И тут она увидела силуэт великолепного оленя, ломавшего шаткую ограду космодрома. Белоснежные рога поднимались над небольшой головой так легко, что казалось — над черной развевающейся гривой бьет живой фонтан.

Выстрел хлопнул совсем негромко, и — тотчас же перед оленем полыхнул столб брызжущего искрами огня.

Все правильно, говорила она себе, здесь такие законы, и они, несомненно, обоснованны. И стрельба под ноги этому сказочному оленю — тоже в порядке вещей. Ее ладошки непроизвольно потерлись друг о друга, как будто стряхивали что-то чужеродное…

Кабинка лифта со скрежетом плюхнулась на амортизатор, и только тогда Варвара почувствовала, что на ее плече больше нет чужой руки.

— Осьмуха, забор чинить! — рявкнул шофер кибу-осьминогу и ринулся навстречу прибывшим.

В темноте возле лифта что-то дружелюбное кипело, фыркало, хлопало — эдакая весьма эмоциональная биомасса, басовый квартет, неблагозвучно и нечленораздельно выражавший феерическую радость встречи. Внезапно над общим фоном возник панический вопль шофера:

— Летяги!
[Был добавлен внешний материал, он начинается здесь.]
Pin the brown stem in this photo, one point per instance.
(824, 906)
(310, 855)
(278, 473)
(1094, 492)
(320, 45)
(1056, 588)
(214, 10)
Деда-то забыли!..

— Какого еще деда? — настороженно осведомился кто-то — кажется, механик-штурман.

— Да деда же, чучельника обещанного!

— Дедов не возим.

Варвара с удовлетворением почувствовала, что наконец-то и этот нахальный шоферюга сел в галошу.
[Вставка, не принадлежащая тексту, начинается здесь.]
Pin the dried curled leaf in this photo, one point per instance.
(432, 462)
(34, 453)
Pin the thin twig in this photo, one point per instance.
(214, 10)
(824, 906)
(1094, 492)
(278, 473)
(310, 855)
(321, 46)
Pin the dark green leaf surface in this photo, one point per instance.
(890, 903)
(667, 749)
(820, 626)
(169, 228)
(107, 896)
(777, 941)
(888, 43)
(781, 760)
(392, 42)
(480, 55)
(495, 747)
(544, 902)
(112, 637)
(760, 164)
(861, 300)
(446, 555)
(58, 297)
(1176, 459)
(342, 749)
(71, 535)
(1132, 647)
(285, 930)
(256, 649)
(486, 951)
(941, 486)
— Да меня же Келликер заверил, что его этот дед на Белой Пустоши из анабиоза вытаскивал! Ну, фамилия еще такая рыбная… А, Навага!

— Норега, — поправил пилот-механик. — Это вот она, Варвара.

Наступила скорбная пауза.

— Так, — констатировал шофер с теми неподражаемыми модуляциями в голосе. — Ну, летяги, спасибо. Пошли спать.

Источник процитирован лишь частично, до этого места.